Eat on the Cheap: Frugal Foodie Tips

Written by Century Marketing | March 31, 2017

If one of your New Year’s resolutions is to eat healthier but you are worried you can’t do it because you’re on a budget, think again! Read on for ways to keep your waistline, and wallet, in check.

Bargain Shop. Save money on food items by reading the sales flyers. If you don’t get the weekly newspaper try locating flyers at the store’s entrance, website or app. Clip coupons for items you could use, being cautious not to buy something just because it is on sale. If a sale item is out of stock, alert customer service and get a rain check so you can purchase the item at the sale price once it’s restocked. Most stores offer a free loyalty program for special offers and discounts, be sure to sign up if you can.

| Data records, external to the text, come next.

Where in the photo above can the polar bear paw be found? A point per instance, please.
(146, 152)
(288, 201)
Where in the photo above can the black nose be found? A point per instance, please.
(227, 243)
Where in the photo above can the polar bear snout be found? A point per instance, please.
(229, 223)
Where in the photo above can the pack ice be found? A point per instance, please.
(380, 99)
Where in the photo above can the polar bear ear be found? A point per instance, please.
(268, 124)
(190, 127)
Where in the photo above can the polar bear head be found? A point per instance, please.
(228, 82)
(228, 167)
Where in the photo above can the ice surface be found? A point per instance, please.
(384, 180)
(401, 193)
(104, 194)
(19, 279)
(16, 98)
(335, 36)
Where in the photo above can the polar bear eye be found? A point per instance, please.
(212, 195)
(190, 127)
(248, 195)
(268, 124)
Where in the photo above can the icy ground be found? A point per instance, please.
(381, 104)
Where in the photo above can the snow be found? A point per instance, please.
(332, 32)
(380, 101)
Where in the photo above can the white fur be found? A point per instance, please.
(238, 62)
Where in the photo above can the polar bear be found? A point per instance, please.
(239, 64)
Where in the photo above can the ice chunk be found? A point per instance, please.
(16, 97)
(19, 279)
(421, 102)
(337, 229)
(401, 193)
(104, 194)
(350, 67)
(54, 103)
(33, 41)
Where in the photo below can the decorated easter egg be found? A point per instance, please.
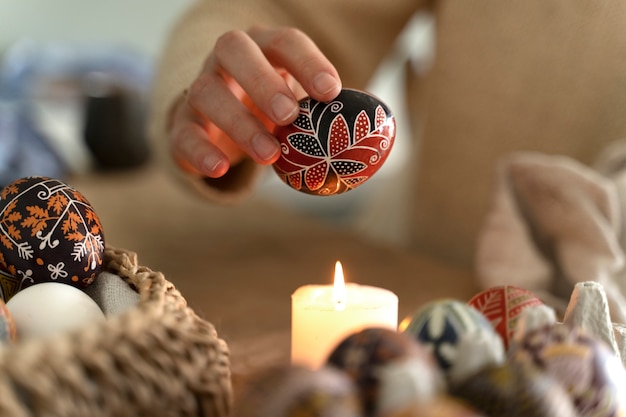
(390, 370)
(503, 306)
(511, 390)
(49, 232)
(591, 373)
(441, 324)
(8, 284)
(7, 325)
(49, 308)
(336, 146)
(294, 391)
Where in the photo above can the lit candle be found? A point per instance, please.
(323, 315)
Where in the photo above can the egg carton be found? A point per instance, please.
(155, 357)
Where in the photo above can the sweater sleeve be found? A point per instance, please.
(354, 35)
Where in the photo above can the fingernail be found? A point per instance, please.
(211, 163)
(265, 147)
(324, 83)
(283, 107)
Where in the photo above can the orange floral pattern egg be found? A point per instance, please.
(334, 147)
(49, 232)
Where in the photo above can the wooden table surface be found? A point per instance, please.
(237, 266)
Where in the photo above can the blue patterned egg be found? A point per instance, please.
(592, 374)
(440, 324)
(390, 370)
(49, 232)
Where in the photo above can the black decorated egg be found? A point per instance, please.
(591, 373)
(390, 370)
(49, 232)
(336, 146)
(441, 324)
(8, 285)
(7, 324)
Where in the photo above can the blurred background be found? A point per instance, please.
(75, 76)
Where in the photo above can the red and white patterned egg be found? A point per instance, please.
(49, 232)
(503, 306)
(336, 146)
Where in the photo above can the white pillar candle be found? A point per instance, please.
(323, 315)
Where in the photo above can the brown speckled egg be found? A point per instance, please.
(503, 306)
(294, 391)
(440, 406)
(389, 369)
(49, 232)
(591, 373)
(510, 390)
(334, 147)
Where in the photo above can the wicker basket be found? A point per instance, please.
(157, 359)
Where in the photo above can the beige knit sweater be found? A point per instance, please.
(539, 75)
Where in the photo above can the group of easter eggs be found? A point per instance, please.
(500, 354)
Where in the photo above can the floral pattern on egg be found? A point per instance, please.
(49, 232)
(334, 147)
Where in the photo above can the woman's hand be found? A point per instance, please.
(250, 82)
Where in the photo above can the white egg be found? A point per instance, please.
(50, 308)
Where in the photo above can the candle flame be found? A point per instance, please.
(339, 288)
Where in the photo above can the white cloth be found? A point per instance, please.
(554, 222)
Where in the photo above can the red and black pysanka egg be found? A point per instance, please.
(336, 146)
(49, 232)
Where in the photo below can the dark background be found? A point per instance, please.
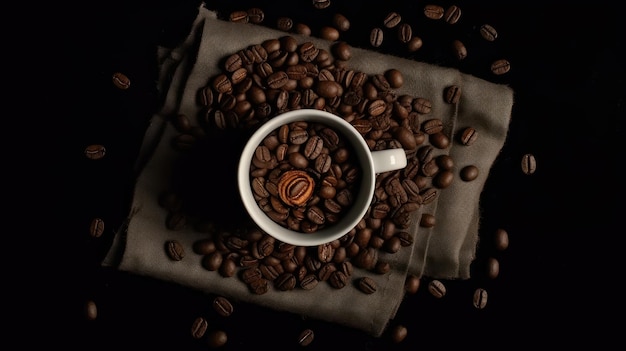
(556, 286)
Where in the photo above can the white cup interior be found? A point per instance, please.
(362, 196)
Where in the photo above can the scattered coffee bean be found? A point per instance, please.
(501, 239)
(306, 337)
(199, 327)
(436, 288)
(95, 151)
(501, 66)
(174, 250)
(217, 338)
(480, 298)
(398, 333)
(91, 310)
(96, 228)
(121, 81)
(223, 306)
(529, 164)
(488, 32)
(367, 285)
(469, 173)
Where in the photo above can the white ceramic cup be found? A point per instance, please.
(371, 163)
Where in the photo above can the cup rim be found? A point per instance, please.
(327, 234)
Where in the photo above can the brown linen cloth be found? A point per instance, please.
(444, 251)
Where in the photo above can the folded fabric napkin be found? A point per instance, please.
(443, 251)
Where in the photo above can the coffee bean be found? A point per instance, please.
(434, 12)
(367, 285)
(436, 288)
(91, 310)
(174, 250)
(306, 337)
(96, 228)
(121, 81)
(501, 66)
(452, 94)
(469, 173)
(376, 37)
(223, 306)
(501, 239)
(199, 327)
(488, 32)
(480, 298)
(529, 164)
(452, 14)
(95, 151)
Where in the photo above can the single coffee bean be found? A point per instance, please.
(468, 136)
(121, 81)
(91, 310)
(452, 94)
(452, 14)
(376, 37)
(175, 250)
(217, 338)
(398, 333)
(529, 164)
(306, 337)
(436, 288)
(501, 66)
(488, 32)
(501, 239)
(95, 151)
(199, 327)
(367, 285)
(469, 173)
(433, 11)
(493, 268)
(96, 228)
(222, 306)
(480, 298)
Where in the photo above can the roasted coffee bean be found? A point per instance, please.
(436, 288)
(95, 151)
(529, 164)
(223, 306)
(306, 336)
(256, 15)
(405, 32)
(452, 14)
(376, 37)
(199, 327)
(433, 11)
(91, 310)
(96, 228)
(501, 66)
(480, 298)
(493, 267)
(469, 173)
(174, 250)
(121, 81)
(427, 220)
(392, 19)
(501, 239)
(488, 32)
(367, 285)
(398, 333)
(217, 338)
(452, 94)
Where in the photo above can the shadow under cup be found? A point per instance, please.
(363, 194)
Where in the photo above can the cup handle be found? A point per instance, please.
(389, 160)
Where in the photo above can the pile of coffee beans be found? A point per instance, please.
(304, 175)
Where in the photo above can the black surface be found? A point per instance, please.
(568, 77)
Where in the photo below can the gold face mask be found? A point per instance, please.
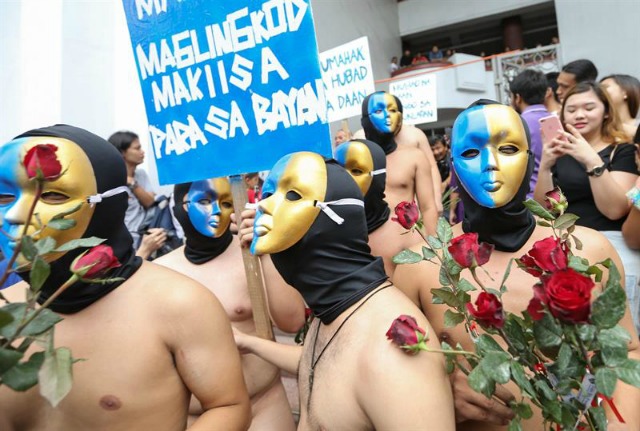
(288, 208)
(17, 194)
(356, 158)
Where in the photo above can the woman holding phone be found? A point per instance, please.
(594, 167)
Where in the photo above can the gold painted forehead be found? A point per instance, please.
(504, 124)
(78, 178)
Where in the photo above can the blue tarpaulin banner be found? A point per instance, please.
(229, 86)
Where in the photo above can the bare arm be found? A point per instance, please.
(286, 306)
(284, 356)
(424, 192)
(206, 356)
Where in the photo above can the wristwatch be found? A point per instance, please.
(597, 171)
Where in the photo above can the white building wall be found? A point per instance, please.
(606, 33)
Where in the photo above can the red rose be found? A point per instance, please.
(466, 251)
(488, 311)
(568, 295)
(95, 262)
(407, 214)
(406, 334)
(547, 255)
(556, 202)
(41, 162)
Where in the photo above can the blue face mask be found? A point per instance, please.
(490, 153)
(202, 208)
(384, 113)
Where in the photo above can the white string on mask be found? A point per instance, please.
(96, 199)
(324, 206)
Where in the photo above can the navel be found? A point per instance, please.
(110, 402)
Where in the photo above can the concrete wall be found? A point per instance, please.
(606, 33)
(419, 15)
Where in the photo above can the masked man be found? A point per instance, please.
(492, 159)
(212, 256)
(148, 340)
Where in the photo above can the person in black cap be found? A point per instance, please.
(410, 174)
(212, 256)
(312, 223)
(365, 161)
(147, 340)
(491, 157)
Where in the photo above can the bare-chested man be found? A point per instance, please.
(409, 174)
(366, 163)
(406, 135)
(351, 377)
(148, 341)
(212, 256)
(490, 153)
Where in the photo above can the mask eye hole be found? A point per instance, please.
(292, 195)
(54, 197)
(7, 198)
(509, 149)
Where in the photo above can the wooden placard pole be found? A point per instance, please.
(252, 267)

Plan Ahead. Take time to plan your meals for the week and make a list of what you will need. Consider meal planning around what is on sale to maximize savings. Before you go to the store, check to see if you already have any of the ingredients. Also, remember to eat before heading to the grocery store! If you go when you’re hungry, you’re more likely to grab unhealthy food items, adding unnecessary expenses to your bill. Stick to your list and resist the impulse buys.

Stock Up On Basics. Keeping staple items like flour, canned or dry beans, legumes, rice and pasta on hand will give you a jump on creating nutritious meals while saving you valuable time. When you find these items at a good price buy them in bulk to save money. Don’t forget you can use your freezer for more than meat and your ice cream stash. Frozen fruits and vegetables are a great, healthy option to keep on hand and can reduce the amount of fresh produce you may throw away when it goes bad quickly.

Try Going Meatless Once Or Twice A Week. Try going meatless one or two days each week for added savings by using inexpensive, protein-packed staples such as eggs, beans, lentils or quinoa in your meals.

Think Twice About Ordering Meal Subscription Boxes. Meal preparation subscription boxes like Hello Fresh and Blue Apron have become increasingly popular with families desiring healthy meals that can be made quickly. Subscribers get to choose from a wide array of recipes online and enjoy the convenience of having that meal’s ingredients delivered to their door on a day of their choice.

Depending on how often you use the service, meals-by-mail may not be the most frugal option since some of the least expensive services cost about $9.95 per meal. However, there are other things to consider. Since everything to make a particular meal is in the box and pre-portioned, a meal subscription service may save extra trips to the grocery store and could cut back on food waste. It might also make you less likely to stop for a quick dinner out which can end up costing more than the subscription service itself. Another option to consider for simple, hassle-free meals may be slow cooker recipes.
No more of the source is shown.